Ik kreeg acuut uitslag. “Laatste groei? Mijn PSA groeit al genoeg, mevrouw. Nog wat meer en ik kan er een moestuin mee bemesten.”

Maar Rita liet zich niet afschrikken. Ze probeerde een oefening: “Stel je voor, Willy, dat je een bloem bent die langzaam openbloeit in de zon van de Eeuwigheid.”
Ik zuchtte. “Mevrouw, als ik een bloem ben, dan hoogstens een distel. Stekelig, onverwoestbaar, en gegarandeerd ongeschikt voor bruidsboeketten.”

Toen probeerde ze nog een metaforische knuffel: “Voel je gedragen, voel je omhuld, voel je geliefd.”
Ik antwoordde: “Ik voel vooral mijn aambeien. Zijn die ook spiritueel te behandelen?”

Ze fronste, maar zette door. “Visualiseer een rustig meer, en jij bent het water.
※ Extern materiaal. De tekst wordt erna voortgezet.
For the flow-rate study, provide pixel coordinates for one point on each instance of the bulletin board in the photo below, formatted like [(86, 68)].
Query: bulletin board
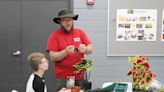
[(131, 48)]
Stil, helder, zonder rimpels.”
“Dan krijg ik gegarandeerd eendenkak op mij,” zei ik.

Rita sloeg haar ogen even neer, maar hervatte dapper: “Voel de warmte van het goddelijke licht dat je hart verwarmt.”
“Sorry,” onderbrak ik, “maar ik denk dat dat gewoon mijn opvliegers zijn van de hormoontherapie.”

En toen ging het mis. Ze zwaaide wat te enthousiast met haar rozenkrans, het kruisje schoot los en nestelde zich vast in haar kapsel. Daar hing het, als een heilige haarspeld. Ze probeerde het los te wrikken, maar hoe meer ze trok, hoe dieper het zich vastzette.
Olivia moest zich bukken om haar lach te verbergen. Ik niet. Ik proestte luid. “Ziet u wel? Zelfs uw kruis zoekt een uitweg.” Ik kon niet anders dan grinniken: de patrones van hopeloze zaken was zelf een hopeloze zaak geworden.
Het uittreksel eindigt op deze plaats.